POR DENTRO DA REVOLUÇÃO DE 1964

A BATALHA DO AEROPORTO

Um outro caso acontecido, bem antes do “gran finale” da Revolução de 31 de março de 1964, quando ainda éramos recrutas mesmo, com pouco treinamento e vivência de quartel, houve um caso digno de nota, porque passei na caserna:

Engajara em janeiro de 1964, e era o dia 30 de março de 1964. Nem atingira ainda três meses de treinamento.

Estávamos "verdes" ainda para qualquer missão que se nos apresentasse, exceto uma missa grande, como aquelas do domingo de ramos.

Mas, voltando ao "causo", nesse dia, estava eu, recruta Clemente – 235, de serviço na guarda principal do Quartel General da 4ª RM. Por volta de 23:00 horas, começou a chegar pessoas. Não conhecia todos os oficiais e sargentos do QG, e parecia que todos haviam sido convocados para apresentação urgente.
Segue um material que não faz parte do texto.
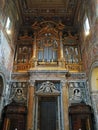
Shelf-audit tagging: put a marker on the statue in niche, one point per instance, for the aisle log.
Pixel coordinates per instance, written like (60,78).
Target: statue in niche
(47,87)
(18,96)
(76,94)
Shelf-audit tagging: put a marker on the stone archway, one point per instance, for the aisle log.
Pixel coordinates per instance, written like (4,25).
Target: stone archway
(47,107)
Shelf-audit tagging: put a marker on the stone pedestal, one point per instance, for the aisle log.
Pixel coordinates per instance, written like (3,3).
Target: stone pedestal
(30,107)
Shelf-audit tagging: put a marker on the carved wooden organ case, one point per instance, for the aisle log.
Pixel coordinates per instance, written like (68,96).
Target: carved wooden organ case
(49,44)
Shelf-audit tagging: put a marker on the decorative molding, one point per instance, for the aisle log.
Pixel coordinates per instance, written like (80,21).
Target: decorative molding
(47,88)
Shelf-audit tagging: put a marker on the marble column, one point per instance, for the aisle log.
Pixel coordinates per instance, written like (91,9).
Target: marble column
(61,56)
(30,106)
(65,105)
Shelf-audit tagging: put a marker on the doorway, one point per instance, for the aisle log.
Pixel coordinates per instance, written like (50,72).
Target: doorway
(47,113)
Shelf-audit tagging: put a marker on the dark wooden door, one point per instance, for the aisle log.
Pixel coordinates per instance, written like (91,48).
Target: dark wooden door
(48,114)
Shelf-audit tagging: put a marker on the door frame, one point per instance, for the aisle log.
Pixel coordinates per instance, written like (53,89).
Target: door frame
(44,91)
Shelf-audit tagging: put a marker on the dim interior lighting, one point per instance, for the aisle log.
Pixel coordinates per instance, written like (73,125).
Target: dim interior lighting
(86,27)
(8,31)
(8,26)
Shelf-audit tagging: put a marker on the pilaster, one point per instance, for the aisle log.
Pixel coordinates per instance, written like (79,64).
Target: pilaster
(65,104)
(30,106)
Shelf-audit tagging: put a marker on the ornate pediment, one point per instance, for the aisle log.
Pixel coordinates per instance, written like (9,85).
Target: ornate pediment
(47,88)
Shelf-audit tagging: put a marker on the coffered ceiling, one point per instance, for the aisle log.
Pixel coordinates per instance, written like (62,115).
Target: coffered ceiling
(65,11)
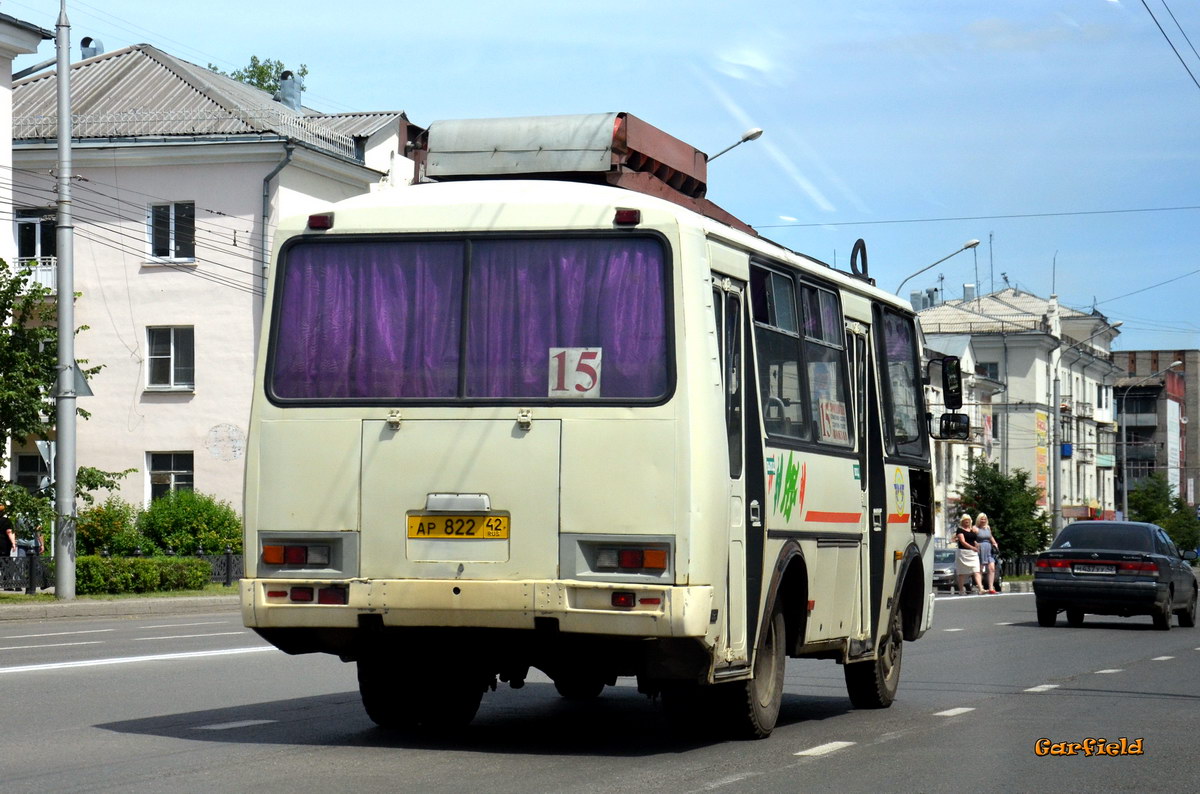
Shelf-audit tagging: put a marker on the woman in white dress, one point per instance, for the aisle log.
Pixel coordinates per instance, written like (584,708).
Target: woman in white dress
(967,558)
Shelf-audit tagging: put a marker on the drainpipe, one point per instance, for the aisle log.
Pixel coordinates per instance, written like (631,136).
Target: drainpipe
(267,210)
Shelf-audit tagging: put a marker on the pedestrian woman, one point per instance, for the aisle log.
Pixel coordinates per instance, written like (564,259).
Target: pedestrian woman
(988,548)
(967,558)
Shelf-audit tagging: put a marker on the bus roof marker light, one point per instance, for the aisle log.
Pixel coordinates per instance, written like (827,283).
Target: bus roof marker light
(321,221)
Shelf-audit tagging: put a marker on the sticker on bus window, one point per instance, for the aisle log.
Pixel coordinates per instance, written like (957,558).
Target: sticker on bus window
(834,427)
(575,372)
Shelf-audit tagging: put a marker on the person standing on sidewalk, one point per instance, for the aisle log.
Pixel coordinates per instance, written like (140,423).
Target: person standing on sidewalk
(988,548)
(7,539)
(967,558)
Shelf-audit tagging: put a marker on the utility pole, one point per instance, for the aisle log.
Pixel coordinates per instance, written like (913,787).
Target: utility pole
(65,396)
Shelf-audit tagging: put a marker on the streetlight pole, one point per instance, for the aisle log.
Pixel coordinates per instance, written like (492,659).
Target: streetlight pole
(1125,444)
(969,244)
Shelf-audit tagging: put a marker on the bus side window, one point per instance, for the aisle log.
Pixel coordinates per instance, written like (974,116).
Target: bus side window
(778,338)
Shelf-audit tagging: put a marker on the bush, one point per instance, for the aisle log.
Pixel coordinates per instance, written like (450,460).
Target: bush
(117,575)
(191,523)
(100,527)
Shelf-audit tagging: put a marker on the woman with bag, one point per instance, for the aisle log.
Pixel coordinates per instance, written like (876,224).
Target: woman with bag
(967,558)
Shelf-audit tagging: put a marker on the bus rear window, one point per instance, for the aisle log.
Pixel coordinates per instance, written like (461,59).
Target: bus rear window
(574,318)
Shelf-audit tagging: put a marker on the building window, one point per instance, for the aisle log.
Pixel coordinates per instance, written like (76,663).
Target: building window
(172,360)
(169,471)
(33,474)
(173,230)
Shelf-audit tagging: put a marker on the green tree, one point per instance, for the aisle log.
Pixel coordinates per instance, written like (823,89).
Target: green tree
(1012,505)
(1155,501)
(28,378)
(262,73)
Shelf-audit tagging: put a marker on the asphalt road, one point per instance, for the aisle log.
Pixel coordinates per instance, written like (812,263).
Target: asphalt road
(196,702)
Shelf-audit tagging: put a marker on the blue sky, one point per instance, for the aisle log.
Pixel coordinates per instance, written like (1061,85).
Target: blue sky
(1061,134)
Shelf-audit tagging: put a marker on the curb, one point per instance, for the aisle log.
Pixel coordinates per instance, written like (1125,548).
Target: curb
(118,608)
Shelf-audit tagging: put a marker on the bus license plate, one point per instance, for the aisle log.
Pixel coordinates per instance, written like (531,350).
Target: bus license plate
(447,527)
(1096,569)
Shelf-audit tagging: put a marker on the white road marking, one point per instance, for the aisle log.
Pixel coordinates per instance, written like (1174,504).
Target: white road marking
(131,660)
(241,723)
(219,633)
(826,749)
(90,642)
(179,625)
(60,633)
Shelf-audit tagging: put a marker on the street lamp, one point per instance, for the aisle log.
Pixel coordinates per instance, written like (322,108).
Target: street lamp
(969,244)
(1125,444)
(749,134)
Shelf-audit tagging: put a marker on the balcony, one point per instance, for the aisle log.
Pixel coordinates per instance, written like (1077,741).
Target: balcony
(45,269)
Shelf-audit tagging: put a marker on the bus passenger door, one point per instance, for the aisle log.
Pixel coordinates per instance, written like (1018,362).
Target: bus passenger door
(729,301)
(870,468)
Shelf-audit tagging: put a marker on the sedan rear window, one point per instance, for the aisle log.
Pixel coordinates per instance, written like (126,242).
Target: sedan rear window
(1120,539)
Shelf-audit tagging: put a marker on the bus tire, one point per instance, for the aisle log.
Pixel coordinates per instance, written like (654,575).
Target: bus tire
(873,684)
(755,704)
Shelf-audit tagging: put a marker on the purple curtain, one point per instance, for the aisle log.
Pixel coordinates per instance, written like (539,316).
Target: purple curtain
(371,319)
(382,319)
(531,295)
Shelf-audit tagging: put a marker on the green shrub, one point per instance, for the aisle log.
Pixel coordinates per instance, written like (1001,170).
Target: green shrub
(117,575)
(101,525)
(190,523)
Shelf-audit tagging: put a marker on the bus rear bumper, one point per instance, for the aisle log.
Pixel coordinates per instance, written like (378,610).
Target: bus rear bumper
(581,607)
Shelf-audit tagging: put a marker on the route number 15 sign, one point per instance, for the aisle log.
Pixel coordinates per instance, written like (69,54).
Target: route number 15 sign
(575,372)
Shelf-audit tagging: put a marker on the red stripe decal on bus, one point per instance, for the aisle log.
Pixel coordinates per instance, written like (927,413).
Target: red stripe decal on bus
(833,518)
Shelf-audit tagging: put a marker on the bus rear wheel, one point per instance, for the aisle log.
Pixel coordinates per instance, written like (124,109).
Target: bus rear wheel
(397,698)
(754,705)
(873,684)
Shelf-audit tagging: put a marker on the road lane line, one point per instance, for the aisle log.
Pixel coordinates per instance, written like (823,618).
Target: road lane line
(240,723)
(216,633)
(181,625)
(131,660)
(59,633)
(89,642)
(826,749)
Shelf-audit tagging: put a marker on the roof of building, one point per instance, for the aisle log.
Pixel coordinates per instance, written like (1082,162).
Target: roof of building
(141,91)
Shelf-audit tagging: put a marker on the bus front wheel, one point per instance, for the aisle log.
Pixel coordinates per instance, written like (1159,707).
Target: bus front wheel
(874,684)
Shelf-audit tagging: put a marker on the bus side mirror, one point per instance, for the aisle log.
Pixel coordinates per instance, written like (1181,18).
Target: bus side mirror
(952,384)
(954,427)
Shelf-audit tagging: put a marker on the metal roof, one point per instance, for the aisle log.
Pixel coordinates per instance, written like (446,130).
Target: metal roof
(142,91)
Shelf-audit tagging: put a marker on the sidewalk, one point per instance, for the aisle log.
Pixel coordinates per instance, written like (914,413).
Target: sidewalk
(118,607)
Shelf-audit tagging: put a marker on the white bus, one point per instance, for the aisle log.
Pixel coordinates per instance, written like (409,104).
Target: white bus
(550,408)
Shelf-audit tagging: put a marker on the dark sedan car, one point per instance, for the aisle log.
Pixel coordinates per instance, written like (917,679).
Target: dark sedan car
(1114,567)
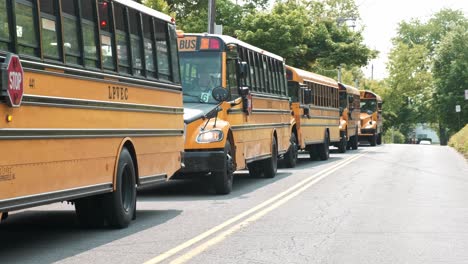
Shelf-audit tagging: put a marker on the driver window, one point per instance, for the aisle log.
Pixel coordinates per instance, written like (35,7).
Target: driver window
(232,79)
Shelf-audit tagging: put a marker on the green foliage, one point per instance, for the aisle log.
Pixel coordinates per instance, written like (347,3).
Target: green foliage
(305,35)
(459,141)
(451,78)
(413,79)
(192,16)
(393,136)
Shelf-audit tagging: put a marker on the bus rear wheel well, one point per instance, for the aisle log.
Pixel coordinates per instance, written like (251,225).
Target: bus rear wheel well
(230,137)
(294,130)
(129,146)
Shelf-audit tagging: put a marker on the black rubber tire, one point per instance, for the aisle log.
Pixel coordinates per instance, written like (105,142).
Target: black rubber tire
(290,158)
(223,180)
(373,140)
(121,204)
(313,153)
(255,170)
(270,165)
(342,146)
(90,212)
(324,148)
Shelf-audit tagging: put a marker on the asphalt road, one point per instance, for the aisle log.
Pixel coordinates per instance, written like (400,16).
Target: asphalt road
(387,204)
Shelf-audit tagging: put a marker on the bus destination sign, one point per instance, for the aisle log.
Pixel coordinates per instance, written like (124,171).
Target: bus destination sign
(12,80)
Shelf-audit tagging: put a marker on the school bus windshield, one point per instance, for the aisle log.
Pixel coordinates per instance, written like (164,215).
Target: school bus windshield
(343,99)
(201,72)
(368,105)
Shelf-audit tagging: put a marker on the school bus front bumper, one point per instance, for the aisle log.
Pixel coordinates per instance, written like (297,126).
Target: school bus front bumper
(204,161)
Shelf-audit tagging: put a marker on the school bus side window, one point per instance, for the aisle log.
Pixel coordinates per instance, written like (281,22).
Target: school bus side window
(89,30)
(162,50)
(49,27)
(25,28)
(148,46)
(122,37)
(174,53)
(232,78)
(70,27)
(4,32)
(135,42)
(107,35)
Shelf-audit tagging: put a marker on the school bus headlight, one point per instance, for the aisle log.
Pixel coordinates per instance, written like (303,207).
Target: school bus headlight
(369,124)
(210,136)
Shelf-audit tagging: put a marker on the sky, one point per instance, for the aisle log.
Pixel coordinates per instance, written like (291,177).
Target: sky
(381,18)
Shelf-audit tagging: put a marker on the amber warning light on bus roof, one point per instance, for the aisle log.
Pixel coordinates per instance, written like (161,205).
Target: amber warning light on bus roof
(12,80)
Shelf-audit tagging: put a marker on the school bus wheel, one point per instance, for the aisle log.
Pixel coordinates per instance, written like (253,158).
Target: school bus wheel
(223,179)
(373,139)
(121,204)
(90,211)
(290,158)
(270,165)
(324,148)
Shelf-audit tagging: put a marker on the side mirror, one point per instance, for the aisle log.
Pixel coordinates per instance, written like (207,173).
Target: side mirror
(243,69)
(307,96)
(219,94)
(244,91)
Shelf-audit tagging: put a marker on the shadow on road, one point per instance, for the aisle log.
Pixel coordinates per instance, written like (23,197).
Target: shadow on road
(40,236)
(201,189)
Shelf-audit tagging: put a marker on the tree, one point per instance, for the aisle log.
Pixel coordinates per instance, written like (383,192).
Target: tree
(305,35)
(410,66)
(451,78)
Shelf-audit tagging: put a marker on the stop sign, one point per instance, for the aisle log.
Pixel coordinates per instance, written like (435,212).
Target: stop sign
(13,79)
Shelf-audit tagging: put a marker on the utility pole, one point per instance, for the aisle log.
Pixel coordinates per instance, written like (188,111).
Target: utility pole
(339,73)
(211,15)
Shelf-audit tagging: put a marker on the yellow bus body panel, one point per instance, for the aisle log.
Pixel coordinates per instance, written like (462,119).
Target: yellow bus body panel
(66,140)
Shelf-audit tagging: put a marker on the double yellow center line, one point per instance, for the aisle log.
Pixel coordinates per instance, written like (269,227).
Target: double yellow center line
(244,219)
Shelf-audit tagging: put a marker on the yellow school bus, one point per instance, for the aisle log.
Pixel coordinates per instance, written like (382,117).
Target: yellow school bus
(350,122)
(371,118)
(315,105)
(247,127)
(91,105)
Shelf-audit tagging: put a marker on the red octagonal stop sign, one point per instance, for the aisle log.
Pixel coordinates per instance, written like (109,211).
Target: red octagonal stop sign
(12,75)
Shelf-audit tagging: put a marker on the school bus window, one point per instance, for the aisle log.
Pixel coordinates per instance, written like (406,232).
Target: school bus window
(271,69)
(135,42)
(161,50)
(25,28)
(4,32)
(148,46)
(174,53)
(107,41)
(232,78)
(279,77)
(250,72)
(50,46)
(122,38)
(251,69)
(70,27)
(89,33)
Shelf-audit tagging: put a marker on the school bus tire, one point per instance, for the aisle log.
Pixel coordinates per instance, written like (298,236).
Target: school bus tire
(290,159)
(379,139)
(324,148)
(373,140)
(355,141)
(343,144)
(90,212)
(223,180)
(121,204)
(270,165)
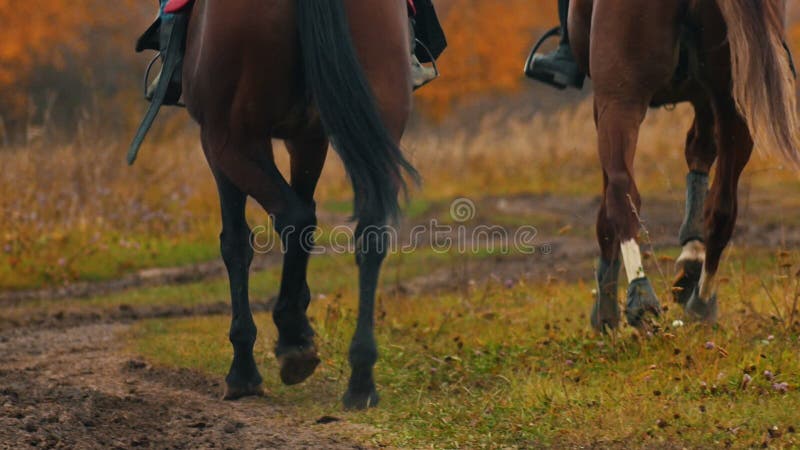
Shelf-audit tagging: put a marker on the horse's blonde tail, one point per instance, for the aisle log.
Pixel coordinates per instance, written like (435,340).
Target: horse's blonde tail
(763,81)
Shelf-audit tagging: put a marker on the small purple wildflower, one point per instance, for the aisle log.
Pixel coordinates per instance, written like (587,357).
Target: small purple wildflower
(781,387)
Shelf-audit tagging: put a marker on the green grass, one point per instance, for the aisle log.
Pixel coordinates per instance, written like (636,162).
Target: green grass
(517,367)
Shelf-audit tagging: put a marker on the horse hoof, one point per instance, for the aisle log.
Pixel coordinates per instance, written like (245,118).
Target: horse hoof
(702,310)
(233,392)
(605,315)
(687,281)
(360,400)
(642,301)
(298,364)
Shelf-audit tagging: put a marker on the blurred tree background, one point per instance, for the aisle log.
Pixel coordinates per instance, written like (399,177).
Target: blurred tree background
(64,64)
(70,99)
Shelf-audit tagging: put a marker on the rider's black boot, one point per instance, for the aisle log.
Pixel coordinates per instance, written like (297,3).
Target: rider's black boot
(559,68)
(168,36)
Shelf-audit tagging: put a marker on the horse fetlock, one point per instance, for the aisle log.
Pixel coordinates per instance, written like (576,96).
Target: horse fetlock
(295,223)
(361,391)
(606,311)
(688,270)
(243,378)
(702,310)
(642,300)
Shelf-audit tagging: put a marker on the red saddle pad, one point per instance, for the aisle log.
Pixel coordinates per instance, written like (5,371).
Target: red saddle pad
(174,6)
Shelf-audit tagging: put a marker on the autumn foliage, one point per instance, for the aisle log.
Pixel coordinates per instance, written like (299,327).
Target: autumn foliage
(489,41)
(54,50)
(63,61)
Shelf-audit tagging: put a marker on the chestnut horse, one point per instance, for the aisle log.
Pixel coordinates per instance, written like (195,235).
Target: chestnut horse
(305,72)
(726,58)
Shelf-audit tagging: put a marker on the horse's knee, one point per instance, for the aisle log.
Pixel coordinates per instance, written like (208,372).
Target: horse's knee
(243,331)
(235,247)
(296,221)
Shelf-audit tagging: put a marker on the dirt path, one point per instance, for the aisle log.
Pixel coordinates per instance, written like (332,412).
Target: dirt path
(75,388)
(66,381)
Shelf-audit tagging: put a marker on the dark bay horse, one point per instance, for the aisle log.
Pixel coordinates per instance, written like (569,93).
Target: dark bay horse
(306,72)
(725,57)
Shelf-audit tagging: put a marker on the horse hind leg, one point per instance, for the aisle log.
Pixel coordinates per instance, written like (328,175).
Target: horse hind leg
(246,160)
(295,349)
(243,377)
(735,146)
(701,152)
(605,312)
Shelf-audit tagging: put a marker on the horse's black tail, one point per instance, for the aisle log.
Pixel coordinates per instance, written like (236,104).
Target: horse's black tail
(348,109)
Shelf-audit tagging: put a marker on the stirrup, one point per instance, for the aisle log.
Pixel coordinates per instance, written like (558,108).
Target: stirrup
(553,32)
(148,95)
(433,63)
(171,66)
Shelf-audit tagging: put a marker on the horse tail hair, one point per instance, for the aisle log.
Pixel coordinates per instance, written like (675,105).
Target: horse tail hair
(349,112)
(763,80)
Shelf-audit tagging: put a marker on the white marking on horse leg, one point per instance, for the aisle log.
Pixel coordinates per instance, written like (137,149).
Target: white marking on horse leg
(632,258)
(708,284)
(692,251)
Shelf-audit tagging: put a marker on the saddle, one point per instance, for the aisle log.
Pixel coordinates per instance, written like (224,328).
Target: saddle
(175,6)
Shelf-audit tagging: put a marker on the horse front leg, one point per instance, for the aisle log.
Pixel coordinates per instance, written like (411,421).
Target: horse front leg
(372,243)
(735,146)
(243,378)
(701,151)
(296,350)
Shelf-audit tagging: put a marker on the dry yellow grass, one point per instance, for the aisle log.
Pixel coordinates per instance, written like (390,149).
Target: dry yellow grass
(78,212)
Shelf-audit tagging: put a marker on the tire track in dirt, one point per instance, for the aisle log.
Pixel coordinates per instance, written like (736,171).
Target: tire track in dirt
(75,388)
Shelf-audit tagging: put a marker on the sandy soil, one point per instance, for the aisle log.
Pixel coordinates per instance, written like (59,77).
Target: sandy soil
(66,381)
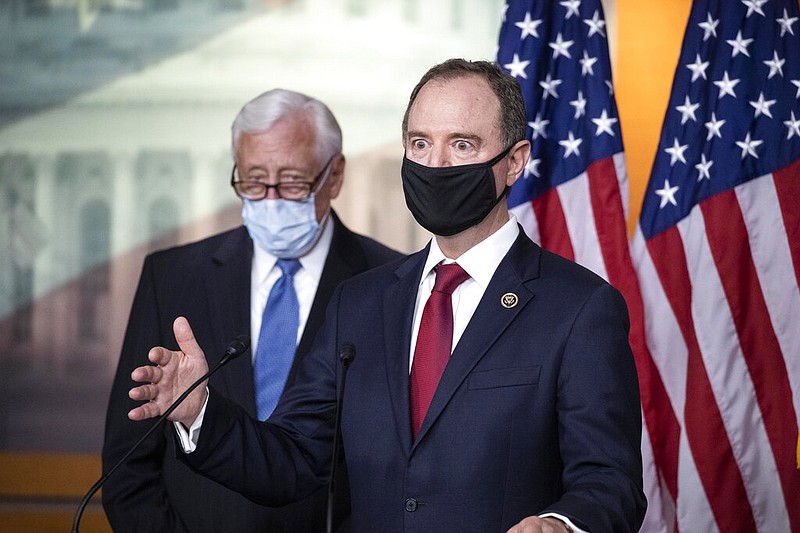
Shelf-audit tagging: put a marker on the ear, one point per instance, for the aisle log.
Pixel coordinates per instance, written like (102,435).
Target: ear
(336,178)
(517,159)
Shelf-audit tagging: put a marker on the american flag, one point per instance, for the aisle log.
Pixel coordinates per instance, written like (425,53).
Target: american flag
(573,196)
(717,251)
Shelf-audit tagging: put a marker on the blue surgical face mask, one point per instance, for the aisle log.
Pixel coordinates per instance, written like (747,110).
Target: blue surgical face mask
(284,228)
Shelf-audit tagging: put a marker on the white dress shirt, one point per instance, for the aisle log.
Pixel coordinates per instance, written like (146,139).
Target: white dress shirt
(479,262)
(265,272)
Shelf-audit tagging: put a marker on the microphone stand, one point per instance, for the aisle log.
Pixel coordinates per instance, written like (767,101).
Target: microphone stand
(346,356)
(234,349)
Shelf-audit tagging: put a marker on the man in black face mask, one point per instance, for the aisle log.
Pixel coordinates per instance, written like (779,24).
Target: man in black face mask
(494,388)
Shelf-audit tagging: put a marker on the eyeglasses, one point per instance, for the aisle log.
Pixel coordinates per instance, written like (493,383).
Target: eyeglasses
(292,188)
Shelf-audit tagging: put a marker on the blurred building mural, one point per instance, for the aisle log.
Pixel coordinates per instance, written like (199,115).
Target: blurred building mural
(114,141)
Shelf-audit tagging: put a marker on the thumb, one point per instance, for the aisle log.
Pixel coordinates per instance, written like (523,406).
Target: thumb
(185,338)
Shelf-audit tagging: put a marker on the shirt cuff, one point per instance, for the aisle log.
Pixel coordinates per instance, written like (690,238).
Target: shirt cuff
(573,527)
(188,438)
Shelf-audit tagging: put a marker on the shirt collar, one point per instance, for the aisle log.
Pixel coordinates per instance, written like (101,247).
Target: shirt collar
(480,261)
(313,262)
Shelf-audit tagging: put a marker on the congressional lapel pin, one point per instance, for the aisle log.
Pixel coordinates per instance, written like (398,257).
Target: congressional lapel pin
(509,300)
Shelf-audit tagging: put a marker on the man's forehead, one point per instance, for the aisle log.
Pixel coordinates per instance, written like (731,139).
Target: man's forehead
(463,107)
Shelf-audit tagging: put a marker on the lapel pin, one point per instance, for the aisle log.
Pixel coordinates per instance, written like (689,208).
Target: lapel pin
(509,300)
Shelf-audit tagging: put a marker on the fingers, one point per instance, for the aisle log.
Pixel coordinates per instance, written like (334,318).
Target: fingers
(144,411)
(185,337)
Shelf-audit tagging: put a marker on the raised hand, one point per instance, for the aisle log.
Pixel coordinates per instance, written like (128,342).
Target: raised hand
(172,374)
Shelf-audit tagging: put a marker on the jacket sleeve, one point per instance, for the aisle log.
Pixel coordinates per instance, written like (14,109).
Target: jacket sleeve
(134,497)
(599,420)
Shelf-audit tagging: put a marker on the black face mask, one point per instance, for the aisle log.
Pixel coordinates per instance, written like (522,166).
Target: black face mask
(448,200)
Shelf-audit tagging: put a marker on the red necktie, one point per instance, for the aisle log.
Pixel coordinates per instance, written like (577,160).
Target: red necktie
(434,341)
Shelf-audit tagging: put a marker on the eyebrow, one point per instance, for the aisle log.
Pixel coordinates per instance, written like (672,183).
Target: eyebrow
(451,136)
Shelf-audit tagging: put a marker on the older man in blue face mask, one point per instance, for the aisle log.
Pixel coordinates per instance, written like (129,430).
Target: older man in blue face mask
(272,277)
(495,388)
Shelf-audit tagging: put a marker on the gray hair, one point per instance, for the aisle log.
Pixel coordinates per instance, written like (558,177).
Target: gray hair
(260,113)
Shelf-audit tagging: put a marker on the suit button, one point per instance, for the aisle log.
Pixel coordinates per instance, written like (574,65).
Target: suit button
(411,505)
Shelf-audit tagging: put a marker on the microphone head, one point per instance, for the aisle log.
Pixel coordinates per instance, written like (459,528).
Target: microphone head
(237,346)
(347,353)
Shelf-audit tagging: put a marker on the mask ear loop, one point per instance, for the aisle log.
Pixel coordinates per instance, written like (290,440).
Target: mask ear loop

A guarda inteira estava em efervecência. O Oficial-de-dia, um tenente muito burocrata, estava afobadíssimo, todo atarantado. Mandou que os soldados que pernoitavam no quartel, inclusive os plantões de banheiro e alojamento ficassem de sobreaviso e fardados.

Pelo meio da madrugada, com sentinelas rondando cada milímetro do quartel, armados e municiados, cada qual com seu mosquetão (parecia aqueles da Guerra do Paraguai), a notícia vazou.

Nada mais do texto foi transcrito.